Ainda, segundo Porto (2011), a abordagem deficiente sobre a História da Ciência nos livros didáticos está ligada a falta de profissionais “com formação especializada em História da Ciência constitui-se em grande empecilho para a ocorrência da necessária interação entre historiadores da Ciência e educadores em Ciência” (p. 170).

Caminhando nesta direção, Porto (2011) explica que:

Por conta dessa dificuldade é recorrente, em materiais didáticos e de divulgação, a permanência de erros factuais e de concepções historiográficas já ultrapassadas ─ como aquelas apontadas por Bastos, e às quais podemos acrescentar ainda a caracterização da Ciência como linear e cumulativa, ou a caracterização ingênua e não problemática da atividade científica (p. 170).

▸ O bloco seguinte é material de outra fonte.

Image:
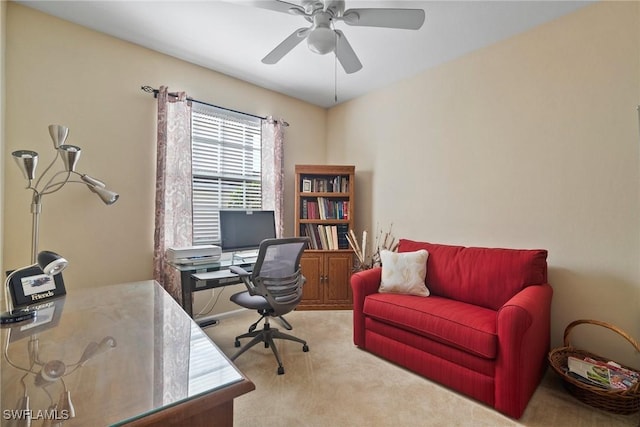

Sendo assim, nos livros didáticos a História da Ciência pode ser explorada como uma atividade científica dinâmica e construída historicamente, ou em outras palavras, estabelecer “relações entre o

processo de produção de conhecimentos na Ciência e o contexto social, político, econômico e cultural” (BASTOS, 1998, p. 43).

Assim, a História da Ciência e da Tecnologia desvela-se como um campo a ser mais explorado nos livros didáticos de Química neste caso especificamente, sobre o processo de construção do conhecimento científico interligado ao desenvolvimento dos processos tecnológicos. Ou ainda, é preciso abordar a História da Ciência e da Tecnologia através da contextualização sociohistórica e, assim apresentar os problemas vivenciados pelos cientistas na resolução de problemáticas tecnocientíficas.

Para finalizar, espera-se que a abordagem sobre a História da Ciência e da Tecnologia presente nos livros didáticos de Química, demonstre que “o pensamento químico se desenvolve de acordo com a necessidade de resolver os novos problemas apresentado pelo meio sociocultural em instalação” (MALDANER, 2006, p. 158).